Materials and Methods:
A hospital-based case–control study was performed at a tertiary care institution in Tamil Nadu, India, from November 2024 to April 2025. The study included 80 participants aged 15–30 years, comprising 40 patients with moderate-to-severe acne vulgaris and 40 age- and sex-matched healthy controls without acne. Acne severity was assessed using the Global Acne Grading System. BMI was categorized using standard criteria. Fasting plasma glucose and serum insulin levels were measured, and IR was calculated using the homeostatic model assessment. Sociodemographic characteristics and lifestyle factors were obtained through structured questionnaires. Statistical analysis involved descriptive measures, independent t -tests, Chi-square tests, and multivariable logistic regression.
Results:
The mean age of the study population was 21.4 years. IR was observed significantly more frequently in patients with acne than in controls (60% vs. 20%; p <0.05). Among acne patients, the prevalence of IR showed a progressive increase across BMI categories: Normal weight (20%), overweight (50%), and obese (80%). Severe acne was more commonly detected in insulin-resistant individuals compared with those without IR (70% vs. 30%; p <0.01).

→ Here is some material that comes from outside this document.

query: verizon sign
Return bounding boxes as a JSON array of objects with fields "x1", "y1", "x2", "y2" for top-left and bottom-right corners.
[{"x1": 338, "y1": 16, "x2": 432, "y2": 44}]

On multivariate analysis, IR emerged as an independent determinant of acne severity after adjusting for BMI (odds ratio = 3.5; 95% confidence level: 1.6–7.8).
Limitations:
The single-center cross-sectional design and relatively small sample size limit causal interpretation. Insulin resistance was evaluated using homeostatic model assessment for insulin resistance (HOMA-IR) rather than gold-standard clamp-based methods.
Conclusion:
IR demonstrates a strong association with greater acne severity, particularly in individuals with higher BMI. Incorporating metabolic evaluation into the assessment of patients with moderate-to-severe acne may support more personalized and effective management strategies.